Prove that: \[ \frac{\cos \theta - 2 \cos^3 \theta}{\sin \theta - 2 \sin^3 \theta} + \cot \theta = 0 \]

Hint:

Factor cubic terms and use \(\sin^2 \theta + \cos^2 \theta = 1\) identity to simplify expressions.

Answer 1

To prove:
\[\frac{\cos \theta - 2 \cos^3 \theta}{\sin \theta - 2 \sin^3 \theta} + \cot \theta = 0\]

Step 1: Factorize numerator and denominator
\[\cos \theta - 2 \cos^3 \theta = \cos \theta (1 - 2 \cos^2 \theta)\] \[\sin \theta - 2 \sin^3 \theta = \sin \theta (1 - 2 \sin^2 \theta)\]

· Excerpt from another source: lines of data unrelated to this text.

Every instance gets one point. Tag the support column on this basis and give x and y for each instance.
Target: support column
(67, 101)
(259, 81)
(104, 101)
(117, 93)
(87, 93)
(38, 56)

Step 2: Rewrite the expression
\[\frac{\cos \theta (1 - 2 \cos^2 \theta)}{\sin \theta (1 - 2 \sin^2 \theta)} + \cot \theta\] Recall \(\cot \theta = \frac{\cos \theta}{\sin \theta}\), so rewrite as:
\[\frac{\cos \theta (1 - 2 \cos^2 \theta)}{\sin \theta (1 - 2 \sin^2 \theta)} + \frac{\cos \theta}{\sin \theta}\]

Step 3: Find a common denominator
\[= \frac{\cos \theta (1 - 2 \cos^2 \theta) + \cos \theta (1 - 2 \sin^2 \theta)}{\sin \theta (1 - 2 \sin^2 \theta)}\]

Step 4: Simplify the numerator
\[\cos \theta \left[(1 - 2 \cos^2 \theta) + (1 - 2 \sin^2 \theta)\right] = \cos \theta [2 - 2(\cos^2 \theta + \sin^2 \theta)]\] Since \(\cos^2 \theta + \sin^2 \theta = 1\),
\[= \cos \theta [2 - 2 \times 1] = \cos \theta \times 0 = 0\]

Step 5: Final expression
\[\frac{0}{\sin \theta (1 - 2 \sin^2 \theta)} = 0\]

Hence proved:
\[\frac{\cos \theta - 2 \cos^3 \theta}{\sin \theta - 2 \sin^3 \theta} + \cot \theta = 0\]